UK-based psychologist Rachel Foxwell agrees with Jordet’s analysis, of mounting pressure increasing nerves and lowering players’ confidence. She believes this can be further applied to sports other than football.
'Sports psychology is a growing trend that aims to get players to battle through the pressure of their game and not bottle it by being affected by the noise of the crowd or even the size of an imposing competitor,' she says. 'The ability to get over the fear of failure can definitely be taught through psychology; it just requires a lot of mental strength.

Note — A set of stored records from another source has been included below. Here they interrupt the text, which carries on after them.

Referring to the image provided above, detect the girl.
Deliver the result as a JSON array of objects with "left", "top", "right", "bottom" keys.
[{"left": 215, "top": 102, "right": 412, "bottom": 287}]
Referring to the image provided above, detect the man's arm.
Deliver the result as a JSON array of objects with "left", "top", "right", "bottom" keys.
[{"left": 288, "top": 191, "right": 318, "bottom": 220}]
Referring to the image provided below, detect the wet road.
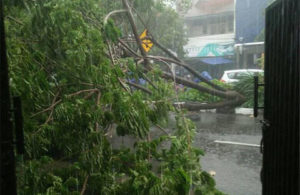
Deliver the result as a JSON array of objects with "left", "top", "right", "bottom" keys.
[
  {"left": 190, "top": 111, "right": 262, "bottom": 195},
  {"left": 109, "top": 111, "right": 263, "bottom": 195}
]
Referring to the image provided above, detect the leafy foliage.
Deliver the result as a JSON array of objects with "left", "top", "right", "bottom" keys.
[
  {"left": 5, "top": 0, "right": 223, "bottom": 194},
  {"left": 178, "top": 80, "right": 232, "bottom": 102},
  {"left": 104, "top": 0, "right": 189, "bottom": 58},
  {"left": 104, "top": 19, "right": 122, "bottom": 43},
  {"left": 233, "top": 74, "right": 264, "bottom": 108}
]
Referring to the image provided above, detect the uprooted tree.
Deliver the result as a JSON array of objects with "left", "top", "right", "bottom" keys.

'Players need to learn to focus on their goal, taking each kick or shot at a time and removing the crowd and tiredness from their thoughts. I believe this can be taught through sports psychology.'
Paul Dent, a London-based sports psychologist who has worked with Great British hockey team players, agrees over this need to focus on the present.
He said: 'The task is to focus on what you are doing, i.e. having a narrow attentional focus on the here-and-now – not the fact that millions of people are watching (which is a broad attentional focus) or the implications of missing (the future).
'Mental strength is the ability to do the above in the most difficult of situations and comes from experience.'
Andy Scott, a businessman from California, achieved the gold award for a sub nine hour completion of the hardest biking trail in Colorado. Better yet, he climbed the highest mountain in California, the 14000 ft (approx 4267m) mount Tyndall.
He says that it is the thoughts of his family and the preparation beforehand that allows him to succeed in extreme high altitude conditions. He also points out that knowing that your brain will start to tell you that you’re tired and that you want to quit is the first hurdle, but once you overcome that you can achieve flow state where you are fully concentrated on the present moment, thinking of nothing else, and your body achieves its maximum output. If you can overcome the initial fear response, you’re on a guaranteed pathway to success.